Last spring, speculations were growing as to whether the DEA could, in the summer, consider reclassifying cannabis under another Schedule of Controlled Substances and one which would recognise its medical value. But once again the rumours proved baseless and nothing came of them. What do you expect from an agency led by someone who thinks medical cannabis is a joke!
“The decision is not based on harm.
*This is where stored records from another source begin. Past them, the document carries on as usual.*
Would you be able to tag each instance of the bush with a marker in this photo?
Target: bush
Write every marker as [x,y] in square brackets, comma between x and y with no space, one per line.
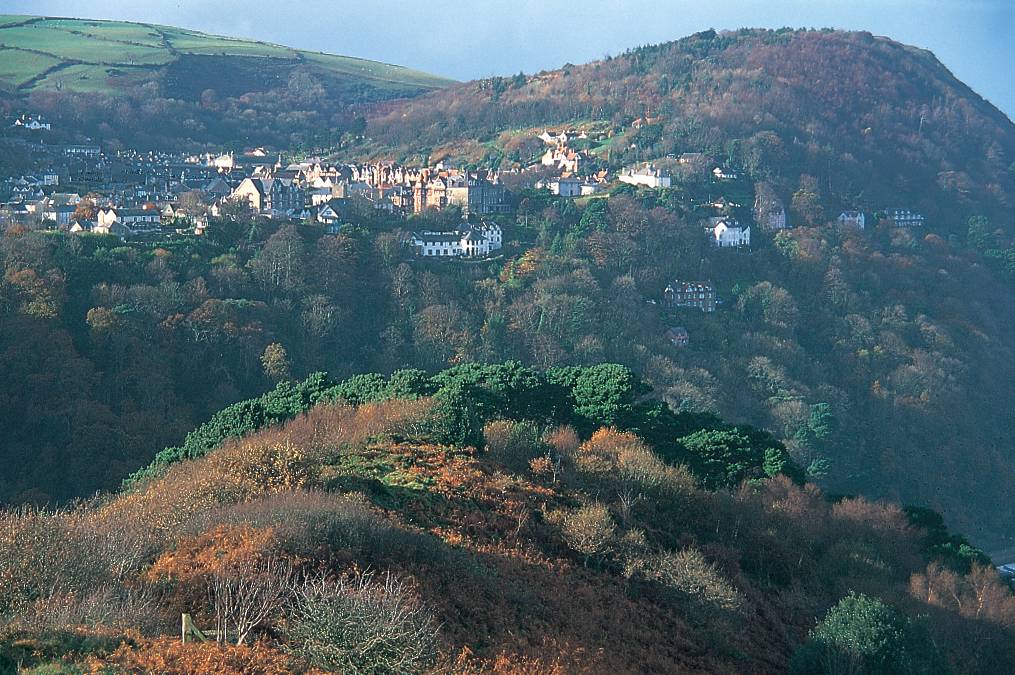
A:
[863,634]
[360,625]
[453,420]
[513,444]
[694,580]
[588,530]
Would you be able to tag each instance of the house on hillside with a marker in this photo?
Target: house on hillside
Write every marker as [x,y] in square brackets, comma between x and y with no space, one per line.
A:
[134,219]
[472,242]
[332,213]
[61,214]
[730,233]
[648,176]
[855,219]
[903,217]
[31,123]
[270,196]
[689,294]
[678,336]
[724,175]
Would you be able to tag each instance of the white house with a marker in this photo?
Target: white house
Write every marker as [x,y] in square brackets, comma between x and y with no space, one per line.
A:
[852,219]
[132,218]
[649,176]
[31,122]
[728,233]
[902,217]
[722,175]
[566,187]
[473,242]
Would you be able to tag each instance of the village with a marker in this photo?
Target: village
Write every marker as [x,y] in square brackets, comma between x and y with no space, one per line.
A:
[152,197]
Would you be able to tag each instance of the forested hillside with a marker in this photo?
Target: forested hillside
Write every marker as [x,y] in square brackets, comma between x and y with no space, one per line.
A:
[489,519]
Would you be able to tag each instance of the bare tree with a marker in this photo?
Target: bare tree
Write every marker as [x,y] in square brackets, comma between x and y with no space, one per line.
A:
[246,595]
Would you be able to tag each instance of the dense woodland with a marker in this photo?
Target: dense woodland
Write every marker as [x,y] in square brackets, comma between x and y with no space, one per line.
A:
[587,492]
[878,357]
[489,520]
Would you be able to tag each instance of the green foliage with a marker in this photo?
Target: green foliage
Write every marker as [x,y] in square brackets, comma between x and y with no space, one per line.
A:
[362,626]
[726,457]
[953,550]
[281,404]
[454,420]
[604,395]
[865,635]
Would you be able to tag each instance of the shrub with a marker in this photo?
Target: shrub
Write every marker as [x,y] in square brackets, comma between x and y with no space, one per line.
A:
[512,444]
[361,625]
[863,634]
[694,580]
[453,420]
[588,530]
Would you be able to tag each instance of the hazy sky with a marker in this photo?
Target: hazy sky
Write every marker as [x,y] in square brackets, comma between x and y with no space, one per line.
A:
[469,40]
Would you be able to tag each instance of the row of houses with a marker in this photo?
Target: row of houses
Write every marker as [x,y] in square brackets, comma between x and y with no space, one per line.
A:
[471,242]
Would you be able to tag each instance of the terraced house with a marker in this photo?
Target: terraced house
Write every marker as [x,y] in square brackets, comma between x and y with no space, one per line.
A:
[471,243]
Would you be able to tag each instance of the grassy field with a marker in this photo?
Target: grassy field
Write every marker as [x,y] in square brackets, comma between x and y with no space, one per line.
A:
[17,67]
[107,57]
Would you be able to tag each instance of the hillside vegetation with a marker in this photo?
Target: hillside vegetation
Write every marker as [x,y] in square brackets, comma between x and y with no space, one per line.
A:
[189,85]
[877,123]
[488,520]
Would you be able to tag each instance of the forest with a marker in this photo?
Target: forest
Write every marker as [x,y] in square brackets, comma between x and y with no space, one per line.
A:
[332,526]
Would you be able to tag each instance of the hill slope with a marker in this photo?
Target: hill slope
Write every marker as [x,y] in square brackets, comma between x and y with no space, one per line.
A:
[877,123]
[90,56]
[521,535]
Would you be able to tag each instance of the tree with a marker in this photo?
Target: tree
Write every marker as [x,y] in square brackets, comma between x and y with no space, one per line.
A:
[806,203]
[275,361]
[978,232]
[863,634]
[454,421]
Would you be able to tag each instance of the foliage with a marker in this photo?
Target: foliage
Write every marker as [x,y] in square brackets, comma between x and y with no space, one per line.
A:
[362,625]
[864,634]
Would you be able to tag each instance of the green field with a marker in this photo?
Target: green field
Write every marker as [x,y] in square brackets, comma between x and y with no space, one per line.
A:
[108,57]
[17,67]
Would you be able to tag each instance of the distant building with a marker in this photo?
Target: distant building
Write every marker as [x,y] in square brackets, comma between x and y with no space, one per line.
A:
[270,196]
[729,233]
[903,217]
[690,294]
[333,211]
[678,336]
[648,176]
[32,123]
[472,242]
[62,214]
[723,175]
[769,212]
[566,187]
[852,219]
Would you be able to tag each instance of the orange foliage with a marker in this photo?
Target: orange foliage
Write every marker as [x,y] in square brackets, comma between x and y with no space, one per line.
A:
[167,655]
The decision is based on whether marijuana is a safe and effective medicine, and it is not,” argued Chuck Rosenberg, the current head and administrator of the DEA.
The Antidrug Agency is sticking to its guns by saying that cannabis, and now cannabis extracts such as CBD oil have a high potential for abuse, currently have no acceptable medical applications, and moreover lack basic safety standards which would make them acceptable for medical use. In support of its stance it references, amongst others, the Food and Drug Agency (FDA) and the NIDA.
“At present, the known risks of using marijuana have not been outweighed by the specific benefits in well-controlled clinical trials which scientifically evaluate its safety and efficacy. Long term use of marijuana can lead to physical dependency, psychic addiction or dependency,” explained Rosenberg.
But what Rosenberg does not tell us is the reason behind his surreal determination in denying facts. He seems immune to the opinion of the majority of healthcare professionals in the US and a large body of knowledge and scientific data which prove otherwise. To begin with, the very history of cannabis prohibition and its inclusion in Schedule I is very controversial and, undoubtedly, questionable.
Cannabis and cannabis extracts work. And that is what science, and the patients who use it, tell us. Therefore, both substances should be included in Schedule II of Controlled Substances, so that they can stop being criminalised by federal law and have their medical use recognised.
Already in 1988, the DEA’s own administrative law judge Francis Young said as much when he recommended declassifying cannabis in response to a petition by a group of activists: “marijuana, in its natural form, is one of the safest therapeutically active substances known to Man. From the perspective of any rational analysis, marijuana can be safely used as part of a supervised medical treatment routine.”
Of course, the DEA rejected their petition, and it has continued to ignore the numerous appeals and recommendations it has been receiving over the years, and continues to receive, from a wide variety of sources. This includes proposals from both government bodies as well as independent and private initiatives.
Although it is still possible that Congress could decide to reclassify CBD extracts and other cannabinoids, which would eliminate some of the Kafkaesque bureaucracy which researchers face if they want to study cannabis active compounds, it seems that the draft bill which was presented to the Senate last year to ease the restrictions on CBD research has been shelved, despite having the support of the majority parties.
It is obvious that whilst the rest of the world follows a more or less clear path, the DEA persists in refusing to recognise that this path is even possible, that others are already treading it. It remains paralysed, stuck, and has no idea what it is waiting for and does nothing else but intrude on people.